I work with 8 paired-end fastq files with 150 GB each, which need to be processed by a pipeline with space-demanding sub-tasks. I tried several options but I am still running out out disk space:
I use the following execution to limit my disk space usage to 500GB, but apparently this is not guaranteed and exceeds the 500GB. How to limit the disk usage to a fixed value to avoid running out of disk space ?

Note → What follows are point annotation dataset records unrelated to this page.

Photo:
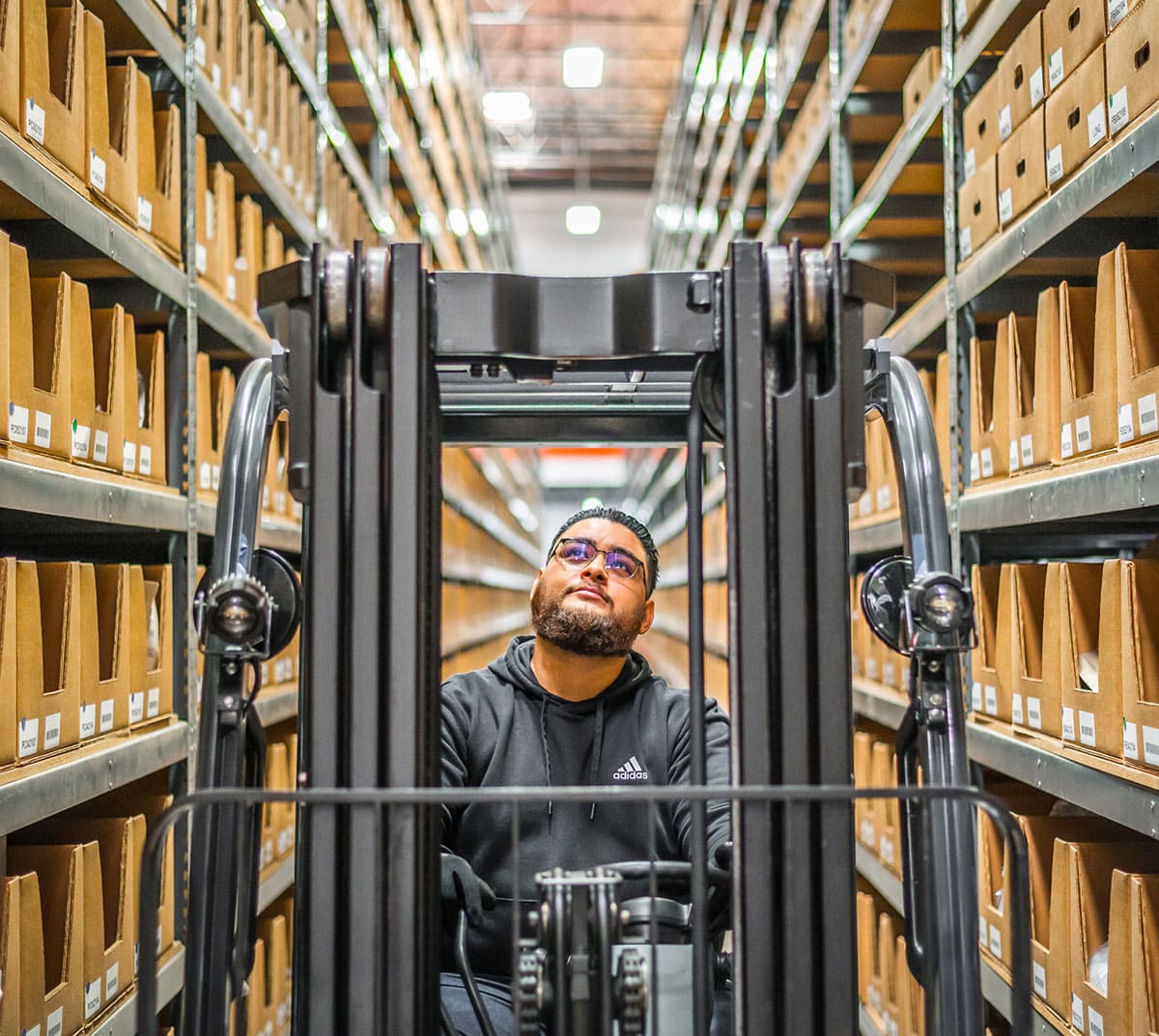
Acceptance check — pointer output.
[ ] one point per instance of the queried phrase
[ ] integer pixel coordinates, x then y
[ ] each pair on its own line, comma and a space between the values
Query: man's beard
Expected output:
580, 630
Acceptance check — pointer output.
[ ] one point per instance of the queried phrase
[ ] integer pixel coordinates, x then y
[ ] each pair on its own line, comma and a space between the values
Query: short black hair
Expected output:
652, 555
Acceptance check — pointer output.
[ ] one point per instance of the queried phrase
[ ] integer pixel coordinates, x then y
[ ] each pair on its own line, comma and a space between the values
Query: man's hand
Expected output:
463, 889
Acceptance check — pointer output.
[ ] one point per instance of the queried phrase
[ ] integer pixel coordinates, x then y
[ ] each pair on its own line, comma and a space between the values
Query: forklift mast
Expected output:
381, 363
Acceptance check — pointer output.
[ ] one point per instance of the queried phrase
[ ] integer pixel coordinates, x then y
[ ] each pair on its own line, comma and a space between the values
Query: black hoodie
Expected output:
502, 729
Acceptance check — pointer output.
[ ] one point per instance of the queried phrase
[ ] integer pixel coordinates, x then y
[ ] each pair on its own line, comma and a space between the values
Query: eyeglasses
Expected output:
578, 554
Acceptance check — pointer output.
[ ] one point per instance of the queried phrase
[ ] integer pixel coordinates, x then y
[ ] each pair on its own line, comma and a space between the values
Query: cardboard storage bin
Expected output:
52, 901
52, 80
1076, 119
1023, 168
1133, 67
1088, 374
985, 678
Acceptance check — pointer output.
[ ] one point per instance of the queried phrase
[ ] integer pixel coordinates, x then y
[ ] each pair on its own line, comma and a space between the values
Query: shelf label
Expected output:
1006, 206
1037, 92
1096, 126
87, 719
29, 737
1087, 728
1119, 115
1148, 422
34, 121
1004, 123
52, 731
1040, 980
1082, 434
1151, 745
1125, 423
1130, 741
17, 423
97, 171
80, 437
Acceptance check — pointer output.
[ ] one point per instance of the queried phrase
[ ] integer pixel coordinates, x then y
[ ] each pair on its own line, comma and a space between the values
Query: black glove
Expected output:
463, 889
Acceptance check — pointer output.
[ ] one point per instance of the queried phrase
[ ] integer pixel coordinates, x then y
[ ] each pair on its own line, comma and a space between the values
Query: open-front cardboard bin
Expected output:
52, 80
1088, 372
985, 580
110, 125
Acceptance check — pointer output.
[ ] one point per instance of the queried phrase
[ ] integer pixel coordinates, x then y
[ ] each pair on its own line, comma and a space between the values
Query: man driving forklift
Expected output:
572, 705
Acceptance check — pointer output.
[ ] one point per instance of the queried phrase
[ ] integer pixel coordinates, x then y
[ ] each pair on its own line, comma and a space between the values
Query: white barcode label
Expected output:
1087, 728
17, 423
1082, 434
1119, 116
34, 121
1125, 423
52, 731
80, 439
42, 435
1006, 206
1040, 980
1027, 444
1151, 745
97, 171
1096, 125
1148, 421
29, 740
1034, 713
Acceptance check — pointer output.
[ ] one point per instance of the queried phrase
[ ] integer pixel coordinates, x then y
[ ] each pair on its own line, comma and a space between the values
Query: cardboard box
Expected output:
52, 80
977, 209
51, 936
1071, 30
1023, 168
979, 127
1088, 377
1021, 79
985, 582
1076, 119
1133, 76
920, 80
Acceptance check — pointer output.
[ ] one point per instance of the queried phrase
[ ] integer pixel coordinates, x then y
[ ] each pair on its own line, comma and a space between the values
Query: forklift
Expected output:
380, 363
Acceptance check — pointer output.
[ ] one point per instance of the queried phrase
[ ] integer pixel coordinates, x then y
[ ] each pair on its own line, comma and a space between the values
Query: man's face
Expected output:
584, 607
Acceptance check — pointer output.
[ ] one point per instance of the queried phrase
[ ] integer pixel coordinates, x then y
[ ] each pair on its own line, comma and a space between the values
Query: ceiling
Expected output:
606, 136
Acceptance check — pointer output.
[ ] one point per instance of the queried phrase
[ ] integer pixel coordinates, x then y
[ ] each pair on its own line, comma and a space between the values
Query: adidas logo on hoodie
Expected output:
631, 770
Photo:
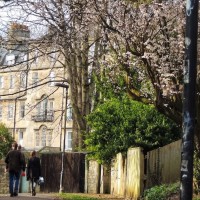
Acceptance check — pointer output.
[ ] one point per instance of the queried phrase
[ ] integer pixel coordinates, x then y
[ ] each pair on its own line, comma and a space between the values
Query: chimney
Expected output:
18, 34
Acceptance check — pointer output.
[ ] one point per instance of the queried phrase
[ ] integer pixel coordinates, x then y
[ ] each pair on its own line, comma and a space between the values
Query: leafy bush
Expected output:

snakemake --resources disk_mb=500000 --use-conda --cores 16 -p
rule merge:
input:
fw="{sample}_1.fq.gz",
rv="{sample}_2.fq.gz",
output:
temp("{sample}.assembled.fastq")
resources:
disk_mb=100000
threads: 16
shell:
"""
merger-tool -f {input.fw} -r {input.rv} -o {output}
"""
rule filter:
input:
"{sample}.assembled.fastq"
output:
temp("{sample}.assembled.filtered.fastq")
resources:
disk_mb=100000
shell:
"""
filter-tool {input} {output}
"""
rule mapping:
input:
"{sample}.assembled.filtered.fastq"
output:
"{sample}_mapping_table.txt"
resources:
disk_mb=100000
shell:
"""
mapping-tool {input} {output}
"""
Snakemake
does not have the functionality to constrain resources, but can only schedule jobs in a way that respects resource constraints.
Now, snakemake
uses resources
to limit concurrent jobs, while your problem has a cumulative aspect to it. Taking a look at this answer, one way to resolve this is to introduce priority
, so that downstream tasks have highest priority.
In your particular file, it seems that adding priority
to the mapping
rule should be sufficient:
rule mapping:
input:
"{sample}.assembled.filtered.fastq"
output:
"{sample}_mapping_table.txt"
resources:
disk_mb=100_000
priority: 100
shell:
"""
mapping-tool {input} {output}
"""
You might also want to be careful about launching the rule initially (to avoid filling up the disk space with results of merge
).